Czasami okładka frontowa płyty potrafi o wiele więcej nam powiedzieć niż nam się wydaję. W przypadku włoskiego Secret Tales i ich debiutanckiego krążka „L'Antico regno” można wiele wyczytać z okładki. Przede wszystkim fakt, że na płycie jest baśniowy, czy też klimat fantasy wymieszany z s-f. Można też wyczytać, to że okładka kryje coś tajemniczego, coś nie łatwego do pojęcia, a co najważniejsze... od razu widać z czym mamy do czynienia. Jest to płyta z kręgu gotyku, progresywnego rocka i nieco mrocznego heavy metalu.

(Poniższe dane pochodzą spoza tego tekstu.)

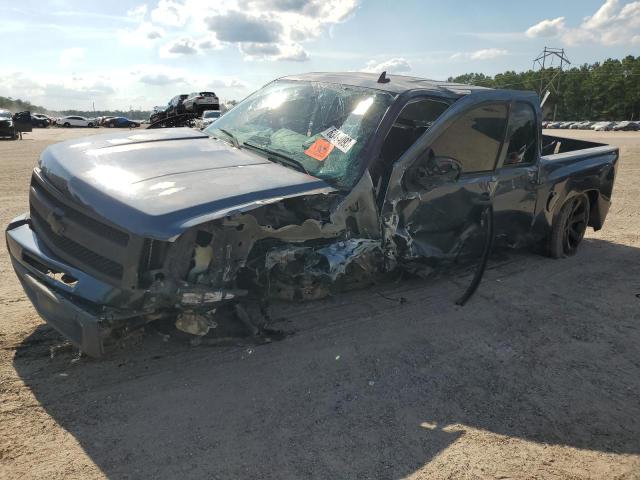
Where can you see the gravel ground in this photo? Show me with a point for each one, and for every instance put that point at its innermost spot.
(537, 377)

O samym zespole warto wiedzieć to, że został założony w 2012 roku z inicjatywy Tav, Gabranella, a także Radis. Włoska wytwórnia Black Widow umożliwiła zespołowi wydanie swojego albumu, który skierowany jest do fanów takich kapel jak Goblin, Faust, czy też Pink Floyd. Jak się dobrze poszuka to znajdzie się pewne inspiracje Black Sabbath czy Deep Purple z lat 70. Kapela jest inna niż wszystkie i to z pewnością może niektórych koneserów ambitnej muzyki zaciekawić. Styl nie jest taki łatwy do zdefiniowania, bowiem są tu cechy mrocznego heavy metalu, są elementy progresywnego rocka, jest też coś z psychodelicznego rocka, czy też muzyki pokroju Black Sabbath i Pink Floyd. Zespół nie kryje też zamiłowań folkiem i gotykiem. Całość spina wokal pani Radis, który stawia na podniosłość i klimat. Coś dla fanów symfonicznego metalu czy tez typowego gotyku. Nadaje ona całości niezwykłego mrocznego klimatu i nutki nie pewności. Dobrze to współgra z partiami klawiszowymi Tava i popisami gitarowymi Gabranella, Ten ostatni naprawdę ma niezłe pomysły i potrafi zaskoczyć swoją grą. Może nie jest to nacisk na szybkość, energię, melodyjność, ale na finezję i magię, a to się ceni. Mocnym atutem jest tutaj bez wątpienia soczyste brzmienie. A jak jest z muzyką? No cóż, tutaj mamy wyzwanie, bo zespół nie chce nas zasypać prostymi pomysłami i właściwie nie uświadczymy tutaj typowych hitów, co jest pewną udręką. Jednak jak się skupimy na pomysłach, aranżacjach to wtedy jesteśmy wstanie uchwycić pewne piękno tej płyty. Już „Stargate” na samo otwarcie jest czymś wielkim i budzi respekt do zespołu. Spokojny motyw duża dawka epickości i niezwykłego baśniowego klimatu. Coś pięknego. Deep Purple wybrzmiewa bez wątpienia w finezyjnym „L antico Regno”, gdzie gitarzysta pokazuje swój kunszt i talent. Fani Blackmorea nie będą zawiedzeni. Jednym z mocniejszych momentów na płycie jest „In faust o Goblin”, który jest takim ukłonem chyba w stronę kapel, które ukształtowały ich styl. Na płycie jest pełno folkowych wtrąceń i dobrze to odzwierciedla spokojniejszy „Princ Elfa”. Również godnym uwagi jest stonowany „Tornano Le Fate” , który zabiera nas w mroczne rejony. Po raz kolejny możemy delektować się piękną solówką rodem z twórczości Deep Purple. Reszta utworów jakoś aż tak bardzo nie porusza i nie zapada w pamięci. Płyta jak i sama muzyka jest bardzo specyficzna, ale z pewnością znajdzie swoich odbiorców.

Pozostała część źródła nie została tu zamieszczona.